La Réception: "Bonjour?"
Moi: "La douche *snicker* n'est pas propre... *snort*."
LR: "Pardon, monsieur?"
Moi: "La douche- heeheeha"
LR: "Est-ce que vous êtes américain?"
Moi: snicker "Oui" snort
LR: *hangs up*

Anyway.

Why is our language so eccentric? Just what is this thing we’re speaking, and what happened to make it this way?

I saved a quote from the dark recesses of the internet once: "I always thought of English as the bastard child of an orgy of languages ending with a huge bukkake leaving German covered in the messy splooge of all the others. German is seeking a paternity test while Latin fled the scene and French is denying everything." No idea who first posted it, but I stole it fair and square.

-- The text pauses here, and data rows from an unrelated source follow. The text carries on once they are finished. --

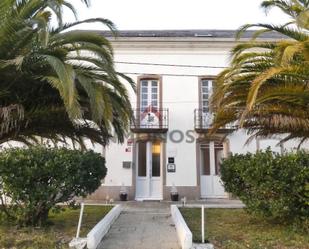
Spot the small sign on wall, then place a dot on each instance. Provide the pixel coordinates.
(171, 166)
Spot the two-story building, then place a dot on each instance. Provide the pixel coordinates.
(169, 143)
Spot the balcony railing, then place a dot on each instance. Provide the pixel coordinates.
(203, 122)
(150, 119)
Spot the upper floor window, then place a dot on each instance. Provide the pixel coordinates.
(149, 94)
(205, 93)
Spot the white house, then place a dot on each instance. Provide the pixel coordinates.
(168, 145)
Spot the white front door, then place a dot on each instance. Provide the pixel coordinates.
(149, 171)
(211, 184)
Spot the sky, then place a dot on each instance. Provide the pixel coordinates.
(177, 14)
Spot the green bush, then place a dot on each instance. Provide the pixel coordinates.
(37, 178)
(271, 185)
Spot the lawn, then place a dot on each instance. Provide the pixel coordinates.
(235, 229)
(57, 235)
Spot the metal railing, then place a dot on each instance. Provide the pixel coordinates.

The first thing that got us from there to here was the fact that, when the Angles, Saxons and Jutes (and also Frisians) brought their language to England, the island was already inhabited by people who spoke very different tongues.

Ah, yes, the old "We're taking over now." "Screw you and your stupid language."

The second thing that happened was that yet more Germanic-speakers came across the sea meaning business.

By "business" he means "war."

Finally, as if all this wasn’t enough, English got hit by a firehose spray of words from yet more languages. After the Norse came the French. The Normans – descended from the same Vikings, as it happens – conquered England, ruled for several centuries and, before long, English had picked up 10,000 new words. Then, starting in the 16th century, educated Anglophones developed a sense of English as a vehicle of sophisticated writing, and so it became fashionable to cherry-pick words from Latin to lend the language a more elevated tone.

"Firehose." Right. You know he wanted to use the Japanese term from the anonymous quote above.

The multiple influxes of foreign vocabulary also partly explain the striking fact that English words can trace to so many different sources – often several within the same sentence.

And that's why I've been interested in linguistics.

Thus the story of English, from when it hit British shores 1,600 years ago to today, is that of a language becoming delightfully odd.

I think actual linguists have a different definition of "delightfully" than you or I do. Or than people who have to learn English as a second (third, fourth, whatever) language do.

The article provides an interesting perspective, I think. Nothing surprising in it, no world-shattering discoveries, but an excellent overview of our sometimes-maddening language.